第127話

 闘技場の中を、色とりどりの魔法が飛びう。ぶつかり合って相殺して消えていく魔法もあれば、どちらかがどちらかを圧倒したりと、派手な魔法戦闘に身分関係なく歓声を上げている。

 それにしても、各校の魔法学院の生徒たちもまた、王都校に比べて遜色ない質だな。流石に上位属性魔法を使う事が出来る者はいないようだが、どの生徒たちも魔力が洗練されており、日々の鍛錬を怠っていないのがよく分かる。
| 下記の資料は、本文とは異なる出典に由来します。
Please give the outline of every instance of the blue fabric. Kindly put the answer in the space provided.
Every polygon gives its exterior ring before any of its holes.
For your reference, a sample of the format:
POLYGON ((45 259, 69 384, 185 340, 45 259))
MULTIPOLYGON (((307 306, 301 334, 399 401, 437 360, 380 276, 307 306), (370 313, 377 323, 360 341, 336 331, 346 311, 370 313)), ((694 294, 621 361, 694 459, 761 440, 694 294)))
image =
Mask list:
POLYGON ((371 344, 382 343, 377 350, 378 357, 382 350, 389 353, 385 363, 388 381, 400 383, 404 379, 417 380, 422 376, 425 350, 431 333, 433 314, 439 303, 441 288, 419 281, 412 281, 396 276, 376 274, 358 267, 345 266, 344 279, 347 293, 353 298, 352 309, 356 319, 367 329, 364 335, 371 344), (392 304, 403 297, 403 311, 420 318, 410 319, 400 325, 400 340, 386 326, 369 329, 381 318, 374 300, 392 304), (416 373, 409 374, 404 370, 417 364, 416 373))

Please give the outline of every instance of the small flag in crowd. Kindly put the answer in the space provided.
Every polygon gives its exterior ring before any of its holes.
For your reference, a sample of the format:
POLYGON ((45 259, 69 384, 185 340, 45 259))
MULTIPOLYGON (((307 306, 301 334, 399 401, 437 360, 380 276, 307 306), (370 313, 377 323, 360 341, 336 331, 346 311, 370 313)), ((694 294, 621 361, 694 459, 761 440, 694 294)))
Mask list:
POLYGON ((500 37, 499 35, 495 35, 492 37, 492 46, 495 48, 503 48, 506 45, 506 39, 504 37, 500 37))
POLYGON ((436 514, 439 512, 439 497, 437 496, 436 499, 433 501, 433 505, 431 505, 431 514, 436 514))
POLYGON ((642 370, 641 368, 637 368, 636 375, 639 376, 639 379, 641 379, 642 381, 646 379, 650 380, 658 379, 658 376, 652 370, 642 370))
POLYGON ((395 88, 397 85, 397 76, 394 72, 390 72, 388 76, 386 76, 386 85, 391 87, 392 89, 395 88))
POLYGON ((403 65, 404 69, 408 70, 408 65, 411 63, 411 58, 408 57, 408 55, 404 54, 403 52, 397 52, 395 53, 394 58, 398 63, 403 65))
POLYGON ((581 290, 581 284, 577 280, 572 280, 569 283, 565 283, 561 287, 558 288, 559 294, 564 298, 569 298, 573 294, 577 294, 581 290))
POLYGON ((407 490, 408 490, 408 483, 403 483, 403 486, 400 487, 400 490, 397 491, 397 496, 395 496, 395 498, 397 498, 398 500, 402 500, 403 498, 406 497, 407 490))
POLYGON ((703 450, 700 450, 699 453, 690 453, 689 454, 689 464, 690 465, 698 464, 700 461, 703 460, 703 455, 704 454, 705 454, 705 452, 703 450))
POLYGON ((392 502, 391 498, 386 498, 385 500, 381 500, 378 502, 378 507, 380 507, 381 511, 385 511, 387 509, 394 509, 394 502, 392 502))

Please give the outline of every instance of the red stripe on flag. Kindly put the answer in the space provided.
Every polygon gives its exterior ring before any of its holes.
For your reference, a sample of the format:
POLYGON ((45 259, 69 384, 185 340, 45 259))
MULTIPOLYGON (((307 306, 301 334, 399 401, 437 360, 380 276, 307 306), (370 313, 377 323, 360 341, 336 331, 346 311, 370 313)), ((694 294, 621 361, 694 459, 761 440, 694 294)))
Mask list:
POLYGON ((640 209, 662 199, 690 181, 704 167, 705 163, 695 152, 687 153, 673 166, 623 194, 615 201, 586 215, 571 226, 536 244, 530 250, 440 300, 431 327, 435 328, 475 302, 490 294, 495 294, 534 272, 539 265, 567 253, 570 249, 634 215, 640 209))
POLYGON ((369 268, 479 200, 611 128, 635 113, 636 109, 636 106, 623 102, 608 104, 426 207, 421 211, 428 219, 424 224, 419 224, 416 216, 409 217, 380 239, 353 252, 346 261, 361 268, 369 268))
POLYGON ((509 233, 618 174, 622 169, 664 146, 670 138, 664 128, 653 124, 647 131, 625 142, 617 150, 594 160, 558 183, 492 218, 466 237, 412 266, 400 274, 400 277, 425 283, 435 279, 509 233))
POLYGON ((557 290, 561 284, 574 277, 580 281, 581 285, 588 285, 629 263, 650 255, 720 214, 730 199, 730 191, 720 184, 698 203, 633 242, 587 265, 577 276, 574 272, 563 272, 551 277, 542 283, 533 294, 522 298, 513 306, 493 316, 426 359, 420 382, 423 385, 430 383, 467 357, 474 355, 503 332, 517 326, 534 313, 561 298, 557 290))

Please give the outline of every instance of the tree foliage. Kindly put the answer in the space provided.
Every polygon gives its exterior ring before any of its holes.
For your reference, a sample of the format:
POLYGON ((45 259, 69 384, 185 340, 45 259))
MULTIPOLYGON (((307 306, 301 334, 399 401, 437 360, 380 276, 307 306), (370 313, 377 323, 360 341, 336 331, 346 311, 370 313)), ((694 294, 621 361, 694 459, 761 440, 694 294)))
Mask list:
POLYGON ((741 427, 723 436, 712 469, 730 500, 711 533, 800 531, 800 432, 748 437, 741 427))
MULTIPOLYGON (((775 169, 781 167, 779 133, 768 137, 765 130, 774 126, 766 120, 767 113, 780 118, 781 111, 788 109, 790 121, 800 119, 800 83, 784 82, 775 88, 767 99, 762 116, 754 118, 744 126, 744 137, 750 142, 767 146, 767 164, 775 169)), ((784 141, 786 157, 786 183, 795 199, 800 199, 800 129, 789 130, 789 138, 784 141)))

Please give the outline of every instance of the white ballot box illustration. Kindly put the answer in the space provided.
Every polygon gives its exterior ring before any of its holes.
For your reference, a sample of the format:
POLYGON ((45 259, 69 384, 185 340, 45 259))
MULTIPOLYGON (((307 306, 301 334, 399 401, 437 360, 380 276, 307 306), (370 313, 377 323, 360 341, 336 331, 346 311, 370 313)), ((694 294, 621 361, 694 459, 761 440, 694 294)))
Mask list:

 それは、ジャック爺の様子からも伝わってくる。各都市の学生たちに鋭い視線を向け、気になった生徒の一挙手一投足に集中し、賢者としての目で採点をしている。だがそんなジャック爺も、一つの学院の生徒たちの事は真剣には見ない。言うまでもない事だが、王都校の出場選手たち、つまりはアルベルト殿下や側近たちの事だ。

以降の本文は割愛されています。